À côté, l’idée de faire un événement spécial pour l’occasion de la fin de résidence est vraiment cool mais je n’arrive pas du tout à me projeter dedans pour le moment. Je pense que j’ai besoin d’encore un peu de temps pour digérer et imaginer les possibles et les enthousiasmes différents. J’ai peur que ça soit un four et que ça n’intéresse personne (mais pour l’instant toutes mes attentes ont été contrées et tout s’est toujours bien passé – parfois même presque trop tellement il y avait de personnes contenxtes de participer à mes bidules). Aurai-je un petit soucis de confiance en moi ? Est-ce que j’ai du mal à croire que j’ai des idées que peuvent être intéressantes plus que pour moi et mon propre plaisir ? Est-ce que j’ai peur de profiter de la cotisation et d’une place qui pourraient être donnée à quelqu’un d’autre ? Oui, Rose, oui, oui à tout.

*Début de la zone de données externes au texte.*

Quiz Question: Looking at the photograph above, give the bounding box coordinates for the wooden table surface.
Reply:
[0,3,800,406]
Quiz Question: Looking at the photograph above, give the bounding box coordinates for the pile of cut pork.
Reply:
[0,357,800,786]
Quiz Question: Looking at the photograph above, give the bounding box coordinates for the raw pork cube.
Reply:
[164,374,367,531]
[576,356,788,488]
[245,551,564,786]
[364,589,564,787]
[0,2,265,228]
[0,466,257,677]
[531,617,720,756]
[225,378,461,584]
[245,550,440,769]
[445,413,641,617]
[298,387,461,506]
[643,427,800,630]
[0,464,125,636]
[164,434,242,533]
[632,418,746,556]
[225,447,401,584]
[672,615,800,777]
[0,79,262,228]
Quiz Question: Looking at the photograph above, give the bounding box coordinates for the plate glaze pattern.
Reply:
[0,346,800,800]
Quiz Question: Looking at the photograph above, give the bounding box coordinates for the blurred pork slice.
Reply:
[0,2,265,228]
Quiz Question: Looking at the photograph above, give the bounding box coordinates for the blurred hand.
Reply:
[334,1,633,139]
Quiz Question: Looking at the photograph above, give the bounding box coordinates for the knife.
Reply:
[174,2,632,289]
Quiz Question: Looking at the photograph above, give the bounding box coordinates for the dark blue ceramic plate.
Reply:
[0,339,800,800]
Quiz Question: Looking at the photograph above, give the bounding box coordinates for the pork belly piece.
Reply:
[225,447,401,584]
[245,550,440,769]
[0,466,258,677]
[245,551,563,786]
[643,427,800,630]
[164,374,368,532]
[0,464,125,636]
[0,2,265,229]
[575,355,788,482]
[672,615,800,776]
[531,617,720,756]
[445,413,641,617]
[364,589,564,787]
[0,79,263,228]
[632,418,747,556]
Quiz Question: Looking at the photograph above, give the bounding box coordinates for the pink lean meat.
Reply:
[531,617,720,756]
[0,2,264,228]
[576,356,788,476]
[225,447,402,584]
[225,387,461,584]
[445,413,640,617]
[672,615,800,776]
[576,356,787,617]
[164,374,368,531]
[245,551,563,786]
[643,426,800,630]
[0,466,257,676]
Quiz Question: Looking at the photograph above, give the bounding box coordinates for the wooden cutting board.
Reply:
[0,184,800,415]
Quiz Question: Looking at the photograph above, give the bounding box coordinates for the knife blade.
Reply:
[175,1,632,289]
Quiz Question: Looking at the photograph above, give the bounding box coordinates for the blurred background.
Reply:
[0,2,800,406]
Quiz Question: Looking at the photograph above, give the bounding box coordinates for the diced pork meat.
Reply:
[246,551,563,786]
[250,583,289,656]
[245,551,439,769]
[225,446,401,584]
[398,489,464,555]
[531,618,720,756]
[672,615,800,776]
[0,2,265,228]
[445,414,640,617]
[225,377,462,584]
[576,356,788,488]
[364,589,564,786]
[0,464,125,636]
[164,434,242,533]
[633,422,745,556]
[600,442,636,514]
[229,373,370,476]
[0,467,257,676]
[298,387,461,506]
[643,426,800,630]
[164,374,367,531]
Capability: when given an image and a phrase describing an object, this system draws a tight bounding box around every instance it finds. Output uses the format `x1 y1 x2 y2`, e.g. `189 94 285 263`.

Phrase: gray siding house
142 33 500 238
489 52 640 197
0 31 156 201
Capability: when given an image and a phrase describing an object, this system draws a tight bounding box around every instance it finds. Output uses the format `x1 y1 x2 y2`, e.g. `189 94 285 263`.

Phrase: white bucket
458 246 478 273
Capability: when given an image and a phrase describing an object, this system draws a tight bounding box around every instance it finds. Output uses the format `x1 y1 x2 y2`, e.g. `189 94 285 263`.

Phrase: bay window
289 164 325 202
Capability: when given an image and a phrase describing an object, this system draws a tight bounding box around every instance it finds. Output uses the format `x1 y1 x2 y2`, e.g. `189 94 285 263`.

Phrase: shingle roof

À un moment tout le monde le sait. Get over it, tu es déjà sur place, maintenant, tu fais travailler ta magie.
Dans tout ça, je pense qu’il est important de faire un travail de définition pour pouvoir avancer et construire des jeux qui vont faire la bagarre aux aliénations capitalistes et fascistes de la musique.
Il faut définir ce que l’on considère la musique, ce que l’on considère le capitalisme et le fascisme et ce que l’on considère pratiques capitalistes et fascistes de la musique. Ici là maintenant, je vais aller droit au but et skipper les deux premières définitions en disant que la musique est l’ensemble des représentations sonores de ce que l’on appelle les musiques actuelles (enregistrement, diffusion live et consommation matérialisé et dématérialisé de la musique) et le capitalisme étant le système incitant à l’accumulation de marchandises et de spectacles et que le fascisme est la volonté de destruction radicale de ce qui est différent d’un absolu inatteignable et arbitraire, ici l’homme blanc hétérocisdyadique valide bourgeois.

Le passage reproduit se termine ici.